L’utilisation du collatéral a connu un développement constant ces dernières années. La dernière crise financière a assurément permit d’accroître ce développement. La mise en place des accords de Bâle 2, qui permettent de réduire l’exigence en capital pour les opérations couvertes par du collatéral, est également un facteur d’intérêt pour cette pratique. La gestion du collateral disponible, c’est-à-dire utilisable pour être remis en garantie, devient donc un enjeu stratégique pour les acteurs.

Comment les marchés financiers utilisent le collatéral (gestion du collateral)?

Le collatéral peut être un instrument du marché du repo, prêt emprunt ou encore des produits dérivés.

Le « collat » peut être donné de plusieurs manières : il peut être l’objet d’un repo. En finance de marché, les acteurs ont souvent recours à la pension livrée.

gestion du collateral

Illustrons par un exemple : Lorsqu’une contrepartie débitrice A fait un repo avec une contrepartie créditrice B, A vend provisoirement un titre à B en échange de cash et s’engage à lui racheter ce titre à maturité. Si, entre temps, A fait défaut, B pourra vendre les titres pour se dédommager de la perte financière du au non remboursement de sa créance.

Le collatéral peut également être utilisé dans une opération de prêt-emprunt de titres. Exemple : une contrepartie A prête un titre en échange d’un autre titre. Celui-ci peut être changé par du cash, ce qui rend l’opération similaire à une pension livrée.
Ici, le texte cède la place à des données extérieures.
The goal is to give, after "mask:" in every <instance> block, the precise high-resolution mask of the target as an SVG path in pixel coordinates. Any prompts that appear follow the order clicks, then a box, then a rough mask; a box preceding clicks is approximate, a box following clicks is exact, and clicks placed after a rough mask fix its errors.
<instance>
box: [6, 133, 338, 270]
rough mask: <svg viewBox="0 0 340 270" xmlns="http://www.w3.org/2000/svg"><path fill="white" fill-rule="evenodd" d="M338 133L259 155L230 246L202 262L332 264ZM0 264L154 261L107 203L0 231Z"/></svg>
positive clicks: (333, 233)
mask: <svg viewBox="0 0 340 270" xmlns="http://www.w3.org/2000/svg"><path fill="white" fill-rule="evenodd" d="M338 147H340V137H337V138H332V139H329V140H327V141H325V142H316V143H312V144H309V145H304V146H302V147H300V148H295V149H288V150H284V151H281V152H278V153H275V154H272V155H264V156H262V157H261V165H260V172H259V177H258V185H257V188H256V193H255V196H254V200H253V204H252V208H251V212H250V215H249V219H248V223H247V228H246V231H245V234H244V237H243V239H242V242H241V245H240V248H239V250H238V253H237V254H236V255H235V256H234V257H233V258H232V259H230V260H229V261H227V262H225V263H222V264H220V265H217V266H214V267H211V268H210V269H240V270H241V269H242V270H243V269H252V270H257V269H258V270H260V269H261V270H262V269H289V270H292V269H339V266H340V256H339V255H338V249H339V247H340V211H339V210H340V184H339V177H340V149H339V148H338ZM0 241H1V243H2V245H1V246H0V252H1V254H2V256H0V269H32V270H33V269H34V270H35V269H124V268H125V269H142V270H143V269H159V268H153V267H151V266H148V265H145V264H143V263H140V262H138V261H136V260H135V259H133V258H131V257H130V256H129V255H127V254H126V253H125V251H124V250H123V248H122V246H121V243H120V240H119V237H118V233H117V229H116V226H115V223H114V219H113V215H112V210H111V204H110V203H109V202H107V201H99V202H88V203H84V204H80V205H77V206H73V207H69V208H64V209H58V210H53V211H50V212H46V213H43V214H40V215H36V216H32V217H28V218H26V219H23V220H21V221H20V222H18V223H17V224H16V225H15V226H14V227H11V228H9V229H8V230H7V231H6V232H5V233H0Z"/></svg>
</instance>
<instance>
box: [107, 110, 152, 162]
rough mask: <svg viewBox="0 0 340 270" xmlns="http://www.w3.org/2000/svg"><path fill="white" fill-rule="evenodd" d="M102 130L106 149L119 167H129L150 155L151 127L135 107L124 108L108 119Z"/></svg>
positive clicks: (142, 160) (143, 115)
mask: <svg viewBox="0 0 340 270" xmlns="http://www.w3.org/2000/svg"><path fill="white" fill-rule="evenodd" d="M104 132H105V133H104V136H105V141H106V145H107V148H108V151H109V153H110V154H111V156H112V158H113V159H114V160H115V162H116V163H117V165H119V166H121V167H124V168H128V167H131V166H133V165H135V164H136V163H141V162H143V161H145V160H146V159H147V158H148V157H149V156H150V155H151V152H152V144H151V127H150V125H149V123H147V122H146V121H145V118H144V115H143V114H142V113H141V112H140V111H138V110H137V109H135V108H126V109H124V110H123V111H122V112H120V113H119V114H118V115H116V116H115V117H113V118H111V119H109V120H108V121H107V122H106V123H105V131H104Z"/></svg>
La seule différence c’est que dans une opération de Repo, la principale motivation de la transaction est l’acquisition de cash, alors que dans l’opération d’un prêt-emprunt de titre, c’est l’obtention du titre qui en est la motivation première.

Le collatéral ne fait l’objet d’opération de Repo ou Prêt/Emprunt. Il peut être également un outil de Hedge et ainsi couvrir le risque sur de transactions de produits dérivés. De manière plus précise, il sert à couvrir les flux financiers futurs. Si la contrepartie qui, à terme, devra payer ses flux (contrat dérivé) fait faillite, le collatéral est censé couvrir les pertes.

Les dérivés OTC assez standardisés pour passer par une chambre de compensation, comme l’astreint EMIR et la loi Dodd-Frank, nécessitent aussi du collatéral. Ça peut être souvent le cas des dérivés OTC non compensés aussi.

Le collatéral a d’autres vertus. Il peut s’avérer extrêmement utile dans l’enclenchement du système de règlement/livraison de titres ou du règlement des paiements en cash. Mais aussi garantir un bonne protection contre le risque de crédit (le collatéral transforme un risque de crédit en un risque juridique et opérationnel).

Il peut être également un instrument de la vente à découvert. Par exemple, un acteur vend un titre qu’il ne possède pas encore. Avec le cash récupéré de cette vente, il peut aller sur le marché du repo, prêter l’argent à une autre contrepartie et recevoir en échange le titre qui lui fait défaut.

Pour conclure, le collatéral peut prendre de multiples formes : obligations, actions et même créances bancaires. Il est une garantie pour couvrir un risque de crédit, S’il est principalement utilisé dans les opérations de « Repo » (pensions livrées), il reste un élément inévitable des flux et des échanges sur les marchés dérivés.